But Jones does switch off the self-analysis when he tells the story of Apple and iPod. That strand of the book — how Steve Jobs founded Apple in his parents’ garage and how selling six million iPods made Apple über-cool again — reads more like a long New Yorker essay than a pop culture autobiography. Jones paints a good picture of the Californian ivory tower where Apple’s wizards dream up the technology that defines our leisure lives.
Despite its charm, iPod, Therefore I Am might have examined more deeply what the obsession with carrying around our own musical tastes reveals about this generation. The iPod is only one extremely successful example of the more general privatisation of leisure time. How much pleasanter private space is today than 50 years ago: DVDs, iPods, home cinema, surround sound, broadband internet, instant downloads, 3G phones.
Where we once wound down after a hard day over a matey drink, in a kind of social third gear, we are now more likely to plug in the iPod and go to the gym. Being alone, in short, has never been less lonely.
Private time has been the winner, social life the loser. It is a question of options. Company, perhaps company we might not have wanted given a broader range of choices, was once the only available alternative to reading a book or sitting alone at home. For better or worse, it was the combination of conversation and alcohol — the working men’s club, the gentleman’s club, the public house — that shaped our society.
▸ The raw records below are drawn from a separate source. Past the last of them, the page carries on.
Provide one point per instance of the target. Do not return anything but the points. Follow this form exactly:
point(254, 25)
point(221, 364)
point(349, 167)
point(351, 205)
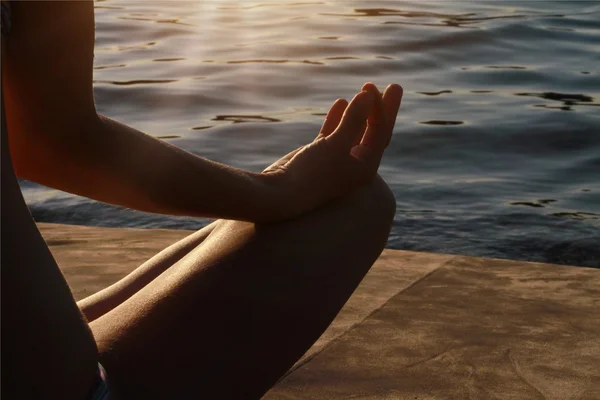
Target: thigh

Generation iPod will not be so defined by drink and conversation. The craic, the shared memories of staving off boredom together, the narrative, the listening pack, the rotating narrators — it does not work with headphones on. It will become increasingly difficult, in fact, to drag people out of their homes at all. Swinging London and bohemian Greenwich Village are the past, the stuff of legend. Los Angeles-style gated suburbia is the future.
A further irony may await Generation iPod. Conversation might broaden the mind, Gibbon argued, but solitude is the school of genius. But even solitude isn’t what it used to be. Solitude is nicer, number, milder for Generation iPod. We can bumble along in a kind of emotional neutral. But it is real solitude — silent lonely solitude, the introspective sharp edge of our innermost thoughts — that prompts the creative and artistic urge. That is not meant to glamorise unhappiness. But it is what Gibbon meant by the school of genius — the hard and lonely training ground out of which come the greatest poems, paintings and symphonies.
Comfort, on the other hand, has the discomforting habit of leaving no trace or legacy. Maybe there is a danger that we will end up so busy filling our iPods with songs that we won’t get around to writing great ones of our own.